Multi-stage robust optimization operation of microgrids considering carbon trading systems

doi:10.3969/j.issn.2097-0706.2024.09.002

Abstract

Abstract:

With the maturity of carbon trading market， carbon emission allowances and certified emission reductions have become factors that must be considered in the microgrid operation optimization. To address the difficulties posed by source-load uncertainties during operation optimization， a multi-stage robust optimization model taking the carbon trading system into account is proposed. Initially， the uncertain sets of microgrid sources and loads and the microgrid carbon trading system are described， and a series of feasibility constraints ensuring the robustness and unpredictability of the microgrid are established accordingly. For the constraints related to the temporal coupling between gas-fired units and energy storage devices， implicit decision rules are employed to introduce auxiliary variables and new unpredictability constraints， and the model is reformulated to determine the start-stop strategy of the gas-fired units and the range of the battery's state of charge. Subsequently， an intra-day real-time rolling model is established to ascertain the real-time output of each component， achieving real-time optimized scheduling of the microgrid. Finally， actual data from a region in Jiangsu Province is used in a case study to analyze and verify the effectiveness of the proposed scheduling model. However， it is noted that under the premise of fully optimizing renewable energy sources， simply changing the price of carbon allowances has a weak impact on the operation of the microgrid.

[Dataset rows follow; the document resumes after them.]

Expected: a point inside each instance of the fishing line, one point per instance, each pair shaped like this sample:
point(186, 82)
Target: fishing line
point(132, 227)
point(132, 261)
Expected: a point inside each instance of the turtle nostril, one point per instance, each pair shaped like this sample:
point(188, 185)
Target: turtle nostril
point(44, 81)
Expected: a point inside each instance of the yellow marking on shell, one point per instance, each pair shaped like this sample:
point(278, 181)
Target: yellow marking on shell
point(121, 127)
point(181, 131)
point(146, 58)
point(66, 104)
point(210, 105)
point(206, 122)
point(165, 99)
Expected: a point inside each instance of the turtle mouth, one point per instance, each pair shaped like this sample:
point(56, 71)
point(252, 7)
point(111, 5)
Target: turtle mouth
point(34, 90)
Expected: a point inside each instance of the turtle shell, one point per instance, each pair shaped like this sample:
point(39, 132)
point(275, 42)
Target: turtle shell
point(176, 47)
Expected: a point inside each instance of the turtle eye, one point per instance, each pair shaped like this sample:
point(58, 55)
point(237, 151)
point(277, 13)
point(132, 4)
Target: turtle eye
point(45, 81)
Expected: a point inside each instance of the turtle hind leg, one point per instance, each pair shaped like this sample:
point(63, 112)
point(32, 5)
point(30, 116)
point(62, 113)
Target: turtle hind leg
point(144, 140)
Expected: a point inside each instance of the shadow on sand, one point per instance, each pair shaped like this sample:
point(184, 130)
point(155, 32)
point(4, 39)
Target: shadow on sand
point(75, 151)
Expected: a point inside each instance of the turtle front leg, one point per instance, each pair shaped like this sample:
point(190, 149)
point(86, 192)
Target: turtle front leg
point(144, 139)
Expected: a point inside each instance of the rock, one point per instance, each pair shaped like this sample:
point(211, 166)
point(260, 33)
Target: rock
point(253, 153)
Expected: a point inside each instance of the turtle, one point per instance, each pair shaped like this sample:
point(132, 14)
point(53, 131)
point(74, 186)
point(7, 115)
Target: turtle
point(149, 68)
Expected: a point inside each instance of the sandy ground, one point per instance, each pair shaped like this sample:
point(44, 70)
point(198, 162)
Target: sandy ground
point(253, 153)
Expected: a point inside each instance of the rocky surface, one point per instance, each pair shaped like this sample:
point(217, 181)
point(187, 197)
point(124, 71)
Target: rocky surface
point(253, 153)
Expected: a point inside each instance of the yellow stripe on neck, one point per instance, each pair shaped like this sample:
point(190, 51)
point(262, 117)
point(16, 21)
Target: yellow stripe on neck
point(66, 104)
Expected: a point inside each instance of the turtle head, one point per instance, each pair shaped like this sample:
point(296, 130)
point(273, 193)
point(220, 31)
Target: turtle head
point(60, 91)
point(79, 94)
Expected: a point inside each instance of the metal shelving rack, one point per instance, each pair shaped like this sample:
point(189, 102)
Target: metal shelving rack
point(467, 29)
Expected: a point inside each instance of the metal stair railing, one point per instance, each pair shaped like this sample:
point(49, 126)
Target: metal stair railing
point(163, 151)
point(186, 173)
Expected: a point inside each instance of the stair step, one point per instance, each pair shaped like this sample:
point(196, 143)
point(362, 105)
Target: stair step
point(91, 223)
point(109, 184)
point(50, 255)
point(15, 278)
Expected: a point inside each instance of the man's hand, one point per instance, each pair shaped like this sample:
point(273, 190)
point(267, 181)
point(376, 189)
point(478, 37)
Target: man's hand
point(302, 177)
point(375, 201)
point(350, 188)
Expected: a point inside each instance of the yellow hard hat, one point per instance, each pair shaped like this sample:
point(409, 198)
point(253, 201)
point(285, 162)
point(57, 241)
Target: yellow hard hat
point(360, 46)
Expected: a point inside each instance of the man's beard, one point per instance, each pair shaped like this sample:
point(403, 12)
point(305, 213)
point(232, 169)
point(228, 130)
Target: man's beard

Key words: microgrid, robust optimization, unpredictability, carbon trading system, energy storage device, carbon emission allowance, certified emission reduction

CLC Number:

TM73

PENG Leyao, MA Gang, CHEN Yonghua, YAN Yunsong, LAI Yening, LI Zhukun, LIU Dongyang, TANG Jing. Multi-stage robust optimization operation of microgrids considering carbon trading systems[J]. Integrated Intelligent Energy, 2024, 46(9): 9-19.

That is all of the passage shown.